An Evaluation of Real-time Adaptive Sampling Change Point Detection Algorithm using KCUSUM
Vijayalakshmi Saravanan, Perry Siehien, Shinjae Yoo, Hubertus Van Dam, Thomas Flynn, Christopher Kelly, Khaled Z Ibrahim
TL;DR
The study addresses real-time change point detection in streaming scientific data when distributional knowledge is limited. It introduces KCUSUM, a non-parametric, kernel-based extension of CUSUM that uses the Maximum Mean Discrepancy to compare incoming observations with a pre-change reference and derives ARL2FA and ESADD bounds via a random-walk interpretation of MMD. The authors provide theoretical results for KCUSUM, along with Monte Carlo demonstrations on molecular dynamics-type tasks and real datasets (e.g., NWChem CODAR and protein folding), showing a logarithmic relationship between detection delay and time to false alarm. This approach offers a practical, flexible framework for online change detection in high-volume simulations and non-Euclidean data, with potential extensions to broader kernel choices and real-world deployments.
Abstract
Detecting abrupt changes in real-time data streams from scientific simulations presents a challenging task, demanding the deployment of accurate and efficient algorithms.

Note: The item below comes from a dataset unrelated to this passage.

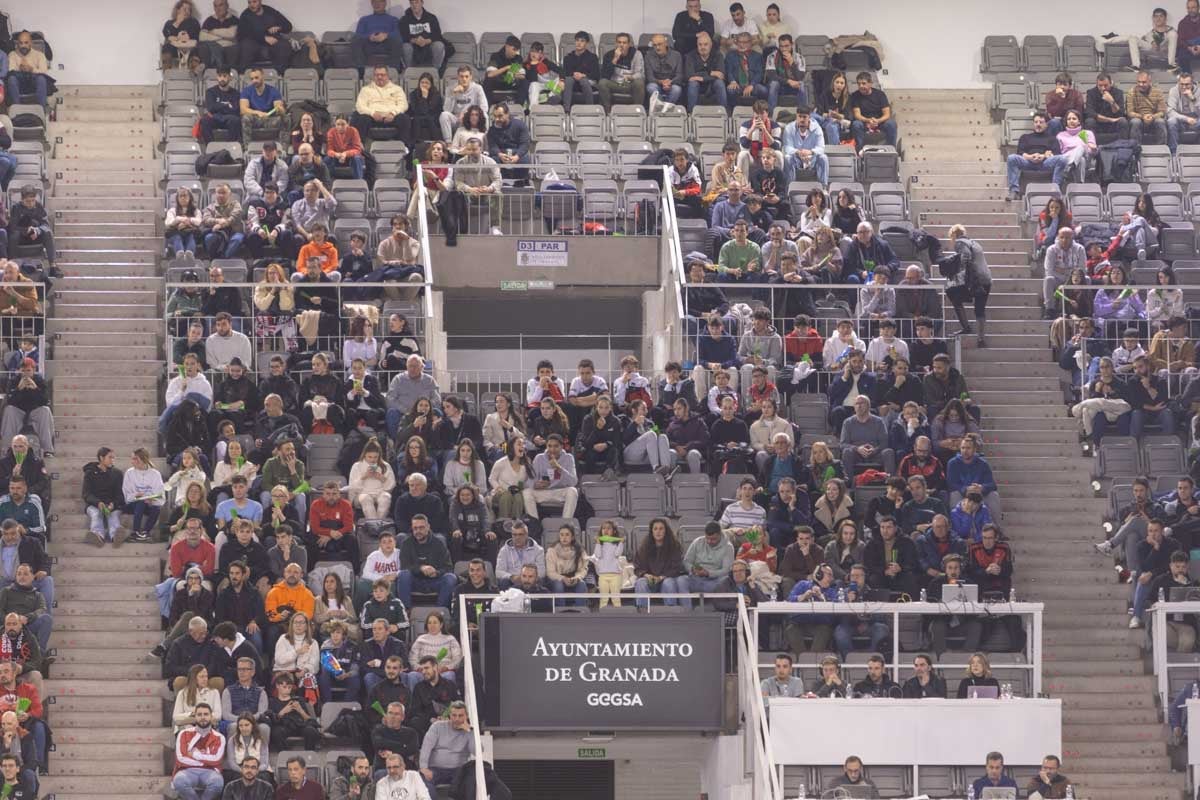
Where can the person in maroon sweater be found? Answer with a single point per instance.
(331, 529)
(1062, 98)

Identifying change points in live data stream involves continuous scrutiny of incoming observations for deviations in their statistical characteristics, particularly in high-volume data scenarios. Maintaining a balance between sudden change detection and minimizing false alarms is vital. Many existing algorithms for this purpose rely on known probability distributions, limiting their feasibility. In this study, we introduce the Kernel-based Cumulative Sum (KCUSUM) algorithm, a non-parametric extension of the traditional Cumulative Sum (CUSUM) method, which has gained prominence for its efficacy in online change point detection under less restrictive conditions. KCUSUM splits itself by comparing incoming samples directly with reference samples and computes a statistic grounded in the Maximum Mean Discrepancy (MMD) non-parametric framework. This approach extends KCUSUM's pertinence to scenarios where only reference samples are available, such as atomic trajectories of proteins in vacuum, facilitating the detection of deviations from the reference sample without prior knowledge of the data's underlying distribution. Furthermore, by harnessing MMD's inherent random-walk structure, we can theoretically analyze KCUSUM's performance across various use cases, including metrics like expected delay and mean runtime to false alarms. Finally, we discuss real-world use cases from scientific simulations such as NWChem CODAR and protein folding data, demonstrating KCUSUM's practical effectiveness in online change point detection.